# RUMPLER'S MONSTER..........."Eye-popping" Aero-Engine!



## xylstra (Jul 24, 2019)

"So Edmund [Rumpler], what did you get up to in World War 1?"
"Indeed!"
When Edmund Rumpler wasn't busy building fighters to try and knock the allied air brigades out of the sky his creative mind drifted to other tantalising projects of tomorrow. Toward the end of WW1 he conceived of a (then unheard of - yeah, yeah I already know about the NAPIER 'Cub'......) aero-engine of 1,000Hp power output rating - but wait for this: a water-cooled radial with 28-cylinders!
The cessation of hostilities interrupted the dream, but only to momentarily pause. Post-war, he continued to bang the drum for it but the post-war allied control commission forbade its production - not even a working prototype, _"Damn!"_ I believe he published a German pamphlet fully describing it repleat with many diagrams.
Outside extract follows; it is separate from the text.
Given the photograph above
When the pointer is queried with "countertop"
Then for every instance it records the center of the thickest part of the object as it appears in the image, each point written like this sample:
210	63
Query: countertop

I believe some was re-printed in the English specialist technical press:-
"*Automobile Engineer*" Volume 15, Issue No. 203, June 1925 ===> pp. 170-175
"*Engineering*" Volume 112, August 12th, 1921 ===> page 252
.... plus, around this time, "*AEROPLANE*" was also reported to have published details.
None of these extracts I have - I want them!! Does anyone have copies of these they could scan and up-load in their reply to this post? All and any other information is sought on this rather obscure piece of WW1-era aviation technical history e.g. photographs, models, press articles, patent specifications, etc, etc.


----------